Several readers noted that my column last week about embarrassing misspellings managed to misspell the word “misspelled” in the caption.

And several readers noted that — until it was fixed — my follow-up column about misspellings earlier this week ran under this headline online: “Why are so many signs are misspelled? To keep us amused, no doubt.” (Count the “ares.”)

I believe these helpful readers may have been suggesting that when one is a pot, it is best not to call the kettle black.

Hey, I never said I was prefect.

I am sure you will agree that simple typos are not that interesting. What we like are ones that create a little twist. For example, Rick Newman is in the market for a new SUV. He noticed that one Northern Virginia dealership was advertising a 2011 NISSAN ROUGE. “I e-mailed him back, telling him that I assumed this particular vehicle must be red,” Rick wrote.

Leesburg’s Gary Brunetti was driving along Lake Anna one day when he spotted a sign put up by a local establishment that rented boats and fishing gear. It was advertising an event for the coming weekend.

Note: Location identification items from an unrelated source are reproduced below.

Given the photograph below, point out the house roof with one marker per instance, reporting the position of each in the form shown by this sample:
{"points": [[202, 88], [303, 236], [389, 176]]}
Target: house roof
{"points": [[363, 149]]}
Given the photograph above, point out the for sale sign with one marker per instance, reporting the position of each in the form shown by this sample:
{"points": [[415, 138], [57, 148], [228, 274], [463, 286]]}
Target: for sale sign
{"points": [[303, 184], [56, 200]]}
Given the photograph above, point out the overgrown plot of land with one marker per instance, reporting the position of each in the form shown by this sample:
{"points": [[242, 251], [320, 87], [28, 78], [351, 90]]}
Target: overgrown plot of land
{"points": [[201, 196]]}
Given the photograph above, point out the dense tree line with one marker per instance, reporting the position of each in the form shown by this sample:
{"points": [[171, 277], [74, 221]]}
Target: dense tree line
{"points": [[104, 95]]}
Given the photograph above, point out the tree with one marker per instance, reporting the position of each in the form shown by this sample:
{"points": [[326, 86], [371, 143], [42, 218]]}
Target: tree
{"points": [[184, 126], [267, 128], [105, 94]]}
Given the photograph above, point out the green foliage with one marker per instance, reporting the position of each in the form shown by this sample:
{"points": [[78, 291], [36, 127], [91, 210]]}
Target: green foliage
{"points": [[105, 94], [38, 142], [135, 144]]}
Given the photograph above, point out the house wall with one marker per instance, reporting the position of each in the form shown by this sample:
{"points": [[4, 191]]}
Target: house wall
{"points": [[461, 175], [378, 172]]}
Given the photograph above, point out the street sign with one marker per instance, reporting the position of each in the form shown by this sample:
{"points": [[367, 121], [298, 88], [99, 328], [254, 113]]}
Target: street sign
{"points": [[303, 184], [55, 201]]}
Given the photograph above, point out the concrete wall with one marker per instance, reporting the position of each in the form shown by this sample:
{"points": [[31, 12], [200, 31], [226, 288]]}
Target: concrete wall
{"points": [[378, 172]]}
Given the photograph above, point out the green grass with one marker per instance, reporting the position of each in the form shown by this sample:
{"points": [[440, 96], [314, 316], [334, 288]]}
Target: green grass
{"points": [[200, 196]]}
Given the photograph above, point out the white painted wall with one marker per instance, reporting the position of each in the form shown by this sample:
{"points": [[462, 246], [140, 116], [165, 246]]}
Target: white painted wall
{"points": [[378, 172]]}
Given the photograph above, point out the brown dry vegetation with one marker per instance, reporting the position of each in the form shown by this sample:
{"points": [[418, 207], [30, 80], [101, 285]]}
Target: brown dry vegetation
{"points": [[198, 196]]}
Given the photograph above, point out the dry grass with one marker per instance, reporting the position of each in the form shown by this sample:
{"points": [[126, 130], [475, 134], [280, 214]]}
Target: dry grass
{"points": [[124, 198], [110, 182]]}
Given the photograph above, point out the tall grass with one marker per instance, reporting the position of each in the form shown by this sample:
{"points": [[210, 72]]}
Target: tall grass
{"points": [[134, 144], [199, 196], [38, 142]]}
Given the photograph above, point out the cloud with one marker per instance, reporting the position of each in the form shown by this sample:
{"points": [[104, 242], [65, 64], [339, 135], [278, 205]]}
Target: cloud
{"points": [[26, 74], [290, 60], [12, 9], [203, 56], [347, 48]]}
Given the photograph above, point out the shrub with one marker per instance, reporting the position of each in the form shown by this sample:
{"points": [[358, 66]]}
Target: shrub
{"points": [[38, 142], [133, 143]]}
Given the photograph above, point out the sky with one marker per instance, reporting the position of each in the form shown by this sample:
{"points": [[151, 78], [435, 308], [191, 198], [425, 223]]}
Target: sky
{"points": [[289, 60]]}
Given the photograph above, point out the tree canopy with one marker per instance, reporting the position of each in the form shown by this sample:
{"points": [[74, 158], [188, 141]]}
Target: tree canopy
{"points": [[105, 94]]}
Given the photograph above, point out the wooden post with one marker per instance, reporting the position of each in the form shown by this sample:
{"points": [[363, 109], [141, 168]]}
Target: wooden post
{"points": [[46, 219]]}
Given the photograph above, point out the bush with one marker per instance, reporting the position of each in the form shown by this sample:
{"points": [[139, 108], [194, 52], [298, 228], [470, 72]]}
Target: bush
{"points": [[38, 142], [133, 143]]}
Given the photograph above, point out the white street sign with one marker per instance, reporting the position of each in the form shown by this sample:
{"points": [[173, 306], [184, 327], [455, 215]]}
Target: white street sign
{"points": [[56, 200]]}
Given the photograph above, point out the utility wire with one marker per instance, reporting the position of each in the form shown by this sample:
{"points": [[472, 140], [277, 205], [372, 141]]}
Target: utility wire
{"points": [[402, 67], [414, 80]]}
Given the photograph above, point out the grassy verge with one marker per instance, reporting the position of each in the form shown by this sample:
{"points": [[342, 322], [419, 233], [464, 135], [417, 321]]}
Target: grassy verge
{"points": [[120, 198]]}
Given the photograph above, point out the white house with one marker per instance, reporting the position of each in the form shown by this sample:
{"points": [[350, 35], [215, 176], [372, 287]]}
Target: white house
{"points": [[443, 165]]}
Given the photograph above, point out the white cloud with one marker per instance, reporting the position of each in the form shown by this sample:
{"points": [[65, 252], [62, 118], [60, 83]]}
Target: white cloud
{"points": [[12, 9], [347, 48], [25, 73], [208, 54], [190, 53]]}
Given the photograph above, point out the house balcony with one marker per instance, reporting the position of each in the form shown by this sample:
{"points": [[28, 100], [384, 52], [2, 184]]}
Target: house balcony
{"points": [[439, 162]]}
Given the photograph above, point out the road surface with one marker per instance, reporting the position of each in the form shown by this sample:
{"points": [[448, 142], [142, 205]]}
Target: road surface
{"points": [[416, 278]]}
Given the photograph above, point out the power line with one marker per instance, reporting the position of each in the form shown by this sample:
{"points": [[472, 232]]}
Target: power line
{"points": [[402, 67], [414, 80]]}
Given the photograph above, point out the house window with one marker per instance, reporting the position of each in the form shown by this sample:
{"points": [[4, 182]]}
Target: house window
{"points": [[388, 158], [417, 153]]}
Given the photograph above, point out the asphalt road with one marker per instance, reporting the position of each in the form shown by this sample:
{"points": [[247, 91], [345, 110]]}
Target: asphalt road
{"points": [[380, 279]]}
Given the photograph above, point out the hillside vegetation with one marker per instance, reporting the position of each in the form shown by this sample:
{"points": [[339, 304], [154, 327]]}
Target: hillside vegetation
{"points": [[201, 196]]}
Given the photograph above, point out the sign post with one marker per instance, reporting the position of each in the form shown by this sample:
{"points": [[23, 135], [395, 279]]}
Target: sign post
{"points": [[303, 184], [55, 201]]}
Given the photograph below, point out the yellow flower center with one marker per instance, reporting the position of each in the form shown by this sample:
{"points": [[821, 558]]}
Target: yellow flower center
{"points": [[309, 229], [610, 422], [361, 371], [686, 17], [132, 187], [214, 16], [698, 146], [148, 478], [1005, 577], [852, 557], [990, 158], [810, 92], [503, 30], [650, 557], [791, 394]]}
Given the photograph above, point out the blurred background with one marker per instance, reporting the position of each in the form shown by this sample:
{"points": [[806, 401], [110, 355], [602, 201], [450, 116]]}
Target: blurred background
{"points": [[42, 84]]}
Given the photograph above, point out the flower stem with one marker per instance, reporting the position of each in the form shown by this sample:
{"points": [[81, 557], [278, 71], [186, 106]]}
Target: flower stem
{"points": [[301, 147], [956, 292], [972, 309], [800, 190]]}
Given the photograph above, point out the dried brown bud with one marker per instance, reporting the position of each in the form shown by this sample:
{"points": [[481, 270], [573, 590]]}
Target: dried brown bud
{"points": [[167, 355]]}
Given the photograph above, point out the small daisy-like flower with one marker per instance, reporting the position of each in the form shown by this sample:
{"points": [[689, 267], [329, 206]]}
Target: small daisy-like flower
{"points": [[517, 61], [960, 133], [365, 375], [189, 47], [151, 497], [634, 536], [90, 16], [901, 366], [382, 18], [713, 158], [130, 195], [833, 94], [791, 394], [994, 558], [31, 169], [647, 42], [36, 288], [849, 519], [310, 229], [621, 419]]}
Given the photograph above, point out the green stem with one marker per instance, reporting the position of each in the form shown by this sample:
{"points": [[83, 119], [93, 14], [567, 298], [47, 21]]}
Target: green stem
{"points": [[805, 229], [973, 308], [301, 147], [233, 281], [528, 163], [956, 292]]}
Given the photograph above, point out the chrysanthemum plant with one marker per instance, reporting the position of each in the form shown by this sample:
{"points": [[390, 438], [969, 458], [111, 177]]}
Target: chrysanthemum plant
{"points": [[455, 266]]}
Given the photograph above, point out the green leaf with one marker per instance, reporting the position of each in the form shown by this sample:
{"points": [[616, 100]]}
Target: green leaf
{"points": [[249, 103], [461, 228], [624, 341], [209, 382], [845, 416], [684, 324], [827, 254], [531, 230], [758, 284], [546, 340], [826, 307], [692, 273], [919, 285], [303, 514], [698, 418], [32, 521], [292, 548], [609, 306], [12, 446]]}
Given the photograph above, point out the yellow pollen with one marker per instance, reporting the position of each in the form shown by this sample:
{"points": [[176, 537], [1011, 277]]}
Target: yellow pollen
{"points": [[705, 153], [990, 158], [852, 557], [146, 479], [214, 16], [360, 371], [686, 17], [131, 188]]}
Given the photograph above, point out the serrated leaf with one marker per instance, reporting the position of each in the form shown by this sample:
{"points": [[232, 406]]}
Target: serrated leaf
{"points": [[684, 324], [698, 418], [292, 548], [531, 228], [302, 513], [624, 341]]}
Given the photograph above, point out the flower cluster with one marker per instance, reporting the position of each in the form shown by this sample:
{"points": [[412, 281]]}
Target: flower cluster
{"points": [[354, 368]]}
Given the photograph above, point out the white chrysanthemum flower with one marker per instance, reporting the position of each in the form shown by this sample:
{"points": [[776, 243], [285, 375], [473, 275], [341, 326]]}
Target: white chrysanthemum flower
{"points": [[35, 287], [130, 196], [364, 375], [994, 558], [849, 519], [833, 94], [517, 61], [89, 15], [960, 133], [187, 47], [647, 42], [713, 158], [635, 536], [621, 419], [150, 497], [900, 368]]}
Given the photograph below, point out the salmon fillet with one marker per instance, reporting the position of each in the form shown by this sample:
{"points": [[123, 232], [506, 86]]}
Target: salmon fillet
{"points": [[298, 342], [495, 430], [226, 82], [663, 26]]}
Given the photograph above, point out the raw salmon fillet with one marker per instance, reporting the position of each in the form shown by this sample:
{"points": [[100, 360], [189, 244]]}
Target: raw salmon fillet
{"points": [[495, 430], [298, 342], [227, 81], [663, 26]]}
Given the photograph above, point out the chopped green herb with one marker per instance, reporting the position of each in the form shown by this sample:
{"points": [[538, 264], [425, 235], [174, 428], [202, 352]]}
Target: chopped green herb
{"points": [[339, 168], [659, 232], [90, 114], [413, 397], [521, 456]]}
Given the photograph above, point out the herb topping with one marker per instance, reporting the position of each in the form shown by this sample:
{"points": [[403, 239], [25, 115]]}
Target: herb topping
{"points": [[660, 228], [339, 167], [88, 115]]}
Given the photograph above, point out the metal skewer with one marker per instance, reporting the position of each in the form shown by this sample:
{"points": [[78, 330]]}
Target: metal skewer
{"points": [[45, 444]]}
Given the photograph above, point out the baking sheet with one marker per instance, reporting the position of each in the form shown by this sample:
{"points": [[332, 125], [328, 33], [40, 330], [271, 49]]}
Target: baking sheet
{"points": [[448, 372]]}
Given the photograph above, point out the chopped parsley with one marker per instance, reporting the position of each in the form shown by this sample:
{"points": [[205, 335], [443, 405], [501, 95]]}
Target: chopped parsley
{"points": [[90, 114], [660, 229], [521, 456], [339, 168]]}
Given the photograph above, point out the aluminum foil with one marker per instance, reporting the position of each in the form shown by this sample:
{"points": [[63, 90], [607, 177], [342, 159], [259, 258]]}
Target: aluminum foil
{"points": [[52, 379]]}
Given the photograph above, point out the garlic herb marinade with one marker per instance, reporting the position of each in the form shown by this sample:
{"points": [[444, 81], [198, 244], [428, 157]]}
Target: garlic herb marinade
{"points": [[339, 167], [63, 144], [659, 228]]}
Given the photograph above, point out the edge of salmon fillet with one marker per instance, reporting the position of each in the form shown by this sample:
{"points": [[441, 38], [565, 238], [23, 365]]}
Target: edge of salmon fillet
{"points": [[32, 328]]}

“They were sponsoring a ‘stripper’ tournament,” Gary wrote. “I had to laugh, and figured that those boys who showed up at 4 a.m. on Saturday morning were going to have a good time, whether they went fishing for striped bass . . . or not!”

Bill Bohuslaw of Fairfax can still recite from memory a typo he read more than 50 years ago. “It was in the old Long Island Press,” Bill wrote. The article was about a hockey game and how a particular player had “taken a hard check at center ice and had to be helped to the bench. Even so he was still able to come out and take his next regular shift.”

Well, that’s what it should have said. Wrote Bill: “Now take a guess which letter was omitted from the word ‘shift.’ I bet you guessed right!”

Grocery stores seem to be particularly fertile places for typos and other mistakes. Last summer Jim Rogers of Huntingtown saw identical signs in two Calvert County Safeways announcing “Locally grown Imported Sweet Onions.” The locally grown, imported onions were the product of Mexico.

Bethesda’s Stephen Rockower wondered exactly what type of bread was being sold at his Whole Foods:

“Baquette”? I believe it’s a type of Basque croquette.

Earlier this week, I mentioned how the self-checkout machines at CVS appear to take 20-cent coins, of which there is no such thing. Not so fast, wrote Mike Hirsch and Bobby Baum, who pointed out that there were once 20-cent pieces. Wrote Bobby: “They were minted from 1875-1878, the last two years for collectors only, and people complained about them resembling quarters (remind you of the Susan B. Anthony dollars?). They’re actually quite valuable; even the most common ones are worth over $100 in bad condition. Canada also had a 20-cent coin back in 1858 only. Some specimens were later struck dated 1871, apparently just as an example of the denomination. Weird.”

I wouldn’t put anything past a foreigner.

Speaking of which, Rich Clark had another explanation: “As I was in the Giant paying for my salad, I noticed that the self-service checkout also has a 20-cent coin. I’m willing to bet that nearly all of these machines are similar. It occurs to me that these machines are probably in greater use in Europe, where the Euro coins do come in a denomination of 20. I see an international communist coinage conspiracy lurking in the shadows of U.S. commerce — somebody alert Glenn Beck!”